In this study, we further aimed to investigate whether the degree of platelet mitochondrial membrane depolarization could also be correlated with disease severity during the disease course and outcome. We compared platelet mitochondrial membrane depolarization in a subgroup of patients with severe sepsis, including septic shock on admission and during clinical disease course, and compared Mmp-Index in survivors and nonsurvivors. On admission, initial Mmp-Index values in the severe-sepsis group were significantly decreased compared with controls, but no significant difference between survivors and nonsurvivors on admission was found (Figure 3A). Supporting these findings, no difference was noted regarding the clinical disease-severity scores APACHE II, SOFA, and SAPS II on admission between survivors and nonsurvivors in this study. Individual and group analysis of patients from the sepsis group illustrates that patients who survived sepsis showed recovery of Mmp-Index on follow-up, whereas no significant recovery in sepsis nonsurvivors was observed (Mmp-Index <0.5) (Figure 3A, B, and Additional file 1). It appears that follow-up Mmp-reads to identify clinical trends may be equally important to the absolute Mmp-values. Mmp-Index may prove a valuable tool to evaluate clinical recovery of the individual patient in addition to clinical parameters. The data suggest that markers of platelet apoptosis, such as mitochondrial membrane potential and Bcl-xL levels, may reflect infectious disease activity and disease severity in sepsis.

Conclusions

Platelet Mmp-Index proved to be a highly reproducible, easily accessible readout for mitochondrial integrity and showed good correlation with clinical disease severity during clinical course, correlated with clinical outcome, and normalized with recovery.
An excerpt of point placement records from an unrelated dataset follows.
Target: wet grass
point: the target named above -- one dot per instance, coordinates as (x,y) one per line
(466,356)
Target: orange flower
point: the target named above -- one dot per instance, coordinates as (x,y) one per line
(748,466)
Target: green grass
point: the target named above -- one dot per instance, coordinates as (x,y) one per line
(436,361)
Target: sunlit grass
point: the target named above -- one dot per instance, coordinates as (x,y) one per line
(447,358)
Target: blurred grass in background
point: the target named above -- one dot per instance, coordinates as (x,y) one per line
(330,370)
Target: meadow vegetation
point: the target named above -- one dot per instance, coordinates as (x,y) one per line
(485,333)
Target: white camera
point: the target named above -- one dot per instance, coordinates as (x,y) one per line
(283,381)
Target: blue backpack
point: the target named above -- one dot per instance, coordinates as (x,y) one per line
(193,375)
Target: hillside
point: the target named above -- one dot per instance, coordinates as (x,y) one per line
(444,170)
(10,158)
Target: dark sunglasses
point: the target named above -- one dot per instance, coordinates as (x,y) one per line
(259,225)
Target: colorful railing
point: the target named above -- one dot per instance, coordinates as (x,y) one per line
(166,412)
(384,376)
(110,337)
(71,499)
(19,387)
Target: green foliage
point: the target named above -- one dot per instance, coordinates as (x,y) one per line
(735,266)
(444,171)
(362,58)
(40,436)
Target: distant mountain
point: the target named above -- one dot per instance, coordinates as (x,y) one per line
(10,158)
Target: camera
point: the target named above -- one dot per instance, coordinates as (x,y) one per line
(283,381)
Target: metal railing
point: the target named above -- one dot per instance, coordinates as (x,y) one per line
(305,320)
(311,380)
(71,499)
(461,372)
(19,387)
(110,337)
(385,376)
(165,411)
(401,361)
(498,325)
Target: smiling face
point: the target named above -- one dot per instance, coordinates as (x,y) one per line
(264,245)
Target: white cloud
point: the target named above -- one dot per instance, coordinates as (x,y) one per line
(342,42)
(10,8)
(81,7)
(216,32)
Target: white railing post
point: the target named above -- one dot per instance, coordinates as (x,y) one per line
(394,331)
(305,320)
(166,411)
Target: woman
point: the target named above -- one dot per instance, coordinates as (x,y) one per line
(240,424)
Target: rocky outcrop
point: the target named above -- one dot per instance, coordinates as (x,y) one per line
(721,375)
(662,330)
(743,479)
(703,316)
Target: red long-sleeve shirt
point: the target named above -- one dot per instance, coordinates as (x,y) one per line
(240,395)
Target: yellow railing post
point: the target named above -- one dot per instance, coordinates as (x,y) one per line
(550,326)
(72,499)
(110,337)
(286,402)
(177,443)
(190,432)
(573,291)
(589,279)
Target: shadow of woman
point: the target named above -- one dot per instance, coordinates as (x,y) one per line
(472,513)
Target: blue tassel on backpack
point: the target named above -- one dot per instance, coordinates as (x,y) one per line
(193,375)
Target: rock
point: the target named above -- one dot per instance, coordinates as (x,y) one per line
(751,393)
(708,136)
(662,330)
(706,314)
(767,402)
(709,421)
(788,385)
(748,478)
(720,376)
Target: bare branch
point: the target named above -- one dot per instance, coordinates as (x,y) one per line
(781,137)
In addition, we detected a proapoptotic phenotype of platelets based on Bcl-xL levels in patients with severe sepsis compared with controls. Further research on larger patient populations will, however, be necessary to establish markers of platelet apoptosis in daily routine. Nonetheless, results from this study and previous investigations seem to promise that markers of platelet apoptosis may assist in the assessment of disease severity, in risk stratification, and in management of patients with sepsis in the future.

Key messages

  •  Platelet mitochondrial membrane depolarization and decrease of prosurvival proteins correlate with clinical disease severity in patients with sepsis.

  •  Platelet mitochondrial membrane potential correlates with disease outcome, remains low with unfavorable disease progression, and normalizes with clinical recovery.

  •  Markers of platelet apoptosis may aid in the assessment and risk stratification of patients with sepsis.